A Dartmoor tale, retold.
Vixiana. Her story.
‘She’s a witch’ they said.
Of course she was, teeth missing, hunched in hunger, too tall, too furious, too single, too female, not female enough. Her hair unbrushed. Clothes ragged. Visibly poor.
She had taken refuge below the tor, in a cave that the ewes had sheltered in, so she smelt of sheep piss as well. A twisted furze stick for walking and such weak protection.
She scared them with her words, her wild ways, her potential, her lack of care.
No woman like her had ever got away without those words being whispered.
Witch.
She didn’t stand a chance, and that was before you factored in the land.
They wanted the land. They always do. Land to rule over, to use for their own ends, profit or pleasure or just to have won it. As they sat in the pub, grandfather, father and the golden boy, they discussed it. How she stood in their way, had done for years, she should have left back when grandad took what he wanted (and her looks to boot), yet here she still was, crazy and alone but still on that land. You couldn’t get past her, and, like all blusterfull men, they were all afraid of her, of her words and the damage they could wreak.
It itched at them, night after night, pint after pint, and like all those who can’t take a no, especially from a woman, especially from a mad old woman, a poor woman, a witch, so they pushed it to a bitter end.
She had thought of running, but where do you go to when all you have is a scrap and a scrape, and the justified fury that consumed her held her still.
Her isolation meant the rumours grew unchecked. Dark tales of malice told to scare the daughters who also craved the quiet, the sons who wanted nothing but the west winds voice.

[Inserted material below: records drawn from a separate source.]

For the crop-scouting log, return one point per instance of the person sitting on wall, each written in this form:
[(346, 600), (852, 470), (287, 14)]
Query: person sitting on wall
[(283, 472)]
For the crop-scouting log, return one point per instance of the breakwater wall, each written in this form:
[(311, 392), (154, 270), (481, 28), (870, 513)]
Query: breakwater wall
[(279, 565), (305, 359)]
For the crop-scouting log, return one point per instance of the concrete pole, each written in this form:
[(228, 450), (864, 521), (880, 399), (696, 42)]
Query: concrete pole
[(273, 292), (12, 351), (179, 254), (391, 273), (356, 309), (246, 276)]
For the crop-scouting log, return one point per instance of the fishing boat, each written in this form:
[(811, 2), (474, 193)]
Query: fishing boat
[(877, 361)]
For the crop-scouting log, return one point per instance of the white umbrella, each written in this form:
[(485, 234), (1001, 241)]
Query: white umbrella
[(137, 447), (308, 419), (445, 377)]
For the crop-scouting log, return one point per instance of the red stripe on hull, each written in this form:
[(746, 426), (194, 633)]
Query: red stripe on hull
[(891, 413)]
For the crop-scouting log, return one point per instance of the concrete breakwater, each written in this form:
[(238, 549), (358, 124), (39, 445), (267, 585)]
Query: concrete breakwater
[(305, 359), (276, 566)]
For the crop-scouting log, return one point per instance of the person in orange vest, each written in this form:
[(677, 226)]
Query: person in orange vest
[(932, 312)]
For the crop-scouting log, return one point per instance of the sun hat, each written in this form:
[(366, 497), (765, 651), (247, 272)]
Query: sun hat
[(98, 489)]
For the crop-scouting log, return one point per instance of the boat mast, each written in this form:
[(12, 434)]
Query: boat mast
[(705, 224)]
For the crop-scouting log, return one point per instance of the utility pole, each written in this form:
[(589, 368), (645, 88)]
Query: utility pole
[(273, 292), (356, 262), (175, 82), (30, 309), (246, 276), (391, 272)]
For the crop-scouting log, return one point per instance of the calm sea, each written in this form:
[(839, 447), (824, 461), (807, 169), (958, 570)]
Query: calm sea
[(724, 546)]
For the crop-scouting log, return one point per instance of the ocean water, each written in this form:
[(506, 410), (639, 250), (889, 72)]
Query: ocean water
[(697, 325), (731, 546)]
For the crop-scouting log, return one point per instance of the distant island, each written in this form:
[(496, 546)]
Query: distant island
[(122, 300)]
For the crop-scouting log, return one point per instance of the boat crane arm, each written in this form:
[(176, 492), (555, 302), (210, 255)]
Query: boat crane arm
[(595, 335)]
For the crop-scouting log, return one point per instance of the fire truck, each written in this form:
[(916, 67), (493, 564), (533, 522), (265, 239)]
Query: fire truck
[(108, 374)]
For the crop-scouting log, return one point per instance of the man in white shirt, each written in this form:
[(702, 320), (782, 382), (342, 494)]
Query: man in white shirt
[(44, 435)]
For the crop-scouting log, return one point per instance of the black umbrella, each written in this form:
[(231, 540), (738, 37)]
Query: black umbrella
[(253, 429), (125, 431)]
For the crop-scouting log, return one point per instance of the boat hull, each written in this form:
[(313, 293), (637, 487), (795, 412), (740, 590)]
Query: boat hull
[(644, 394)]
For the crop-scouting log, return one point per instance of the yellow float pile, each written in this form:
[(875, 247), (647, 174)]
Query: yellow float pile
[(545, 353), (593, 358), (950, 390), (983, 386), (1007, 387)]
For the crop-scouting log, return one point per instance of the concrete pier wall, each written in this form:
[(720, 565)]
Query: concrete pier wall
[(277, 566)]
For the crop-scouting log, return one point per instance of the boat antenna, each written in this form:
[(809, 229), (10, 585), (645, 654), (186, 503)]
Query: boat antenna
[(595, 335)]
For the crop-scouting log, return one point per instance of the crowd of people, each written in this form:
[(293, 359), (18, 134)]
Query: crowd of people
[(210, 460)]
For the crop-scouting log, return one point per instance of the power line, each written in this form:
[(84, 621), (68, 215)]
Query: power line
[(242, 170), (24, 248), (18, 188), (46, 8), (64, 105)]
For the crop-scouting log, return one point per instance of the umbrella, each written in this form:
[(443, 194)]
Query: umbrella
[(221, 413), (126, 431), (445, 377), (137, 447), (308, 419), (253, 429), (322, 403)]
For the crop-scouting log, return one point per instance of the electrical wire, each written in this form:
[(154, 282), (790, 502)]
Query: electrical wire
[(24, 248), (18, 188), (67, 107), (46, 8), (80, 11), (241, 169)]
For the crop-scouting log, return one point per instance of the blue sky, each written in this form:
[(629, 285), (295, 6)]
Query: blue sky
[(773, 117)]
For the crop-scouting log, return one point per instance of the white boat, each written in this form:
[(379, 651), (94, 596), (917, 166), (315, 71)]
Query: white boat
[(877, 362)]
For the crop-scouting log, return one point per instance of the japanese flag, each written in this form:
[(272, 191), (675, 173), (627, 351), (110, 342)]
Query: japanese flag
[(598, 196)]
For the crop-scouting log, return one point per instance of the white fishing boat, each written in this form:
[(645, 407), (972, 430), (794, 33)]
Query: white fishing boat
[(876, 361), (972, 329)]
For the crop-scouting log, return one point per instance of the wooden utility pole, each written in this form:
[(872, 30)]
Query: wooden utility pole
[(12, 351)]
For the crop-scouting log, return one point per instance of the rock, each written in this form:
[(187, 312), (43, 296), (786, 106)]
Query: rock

The village was full of talk, the kitchen table whispers spread, something had to be done they said, a dangerous witch, a unstable woman, the swirl of stories filled the dark hours, until a the golden boy, a young man who could tell a good tale, to whom the word ‘no’ meant nothing but a challenge, a proper charmer of a man, went to her rocks and ran her to ground.
One push and she wasn’t a problem anymore.
His word against her deathly silence.
Her land his.
Her broken mouthed face pushed into the mud, shutting her up, while her land was used, abused, overworked and then made a plaything.
And she was forgotten.
Mostly.
But her ghost, her spirit, her howling into the wild winter winds still held sway, memory of what was done to her, and why, kept the tale alive, embellished into a horror story, with her the villain of the peace and he the golden hero.
In time, to the astonishment of all, she got her revenge. The land became quiet again except when the wild west wind carried her cries of ‘No’ and ‘Go’ across the valley, a ghosts peace fell on that place, shut from the constant needs of folk, left instead to the calls of the last undisturbed tor nesting raven.
The summer lark.
The cuckoos call.
Finally she had the peace she needed.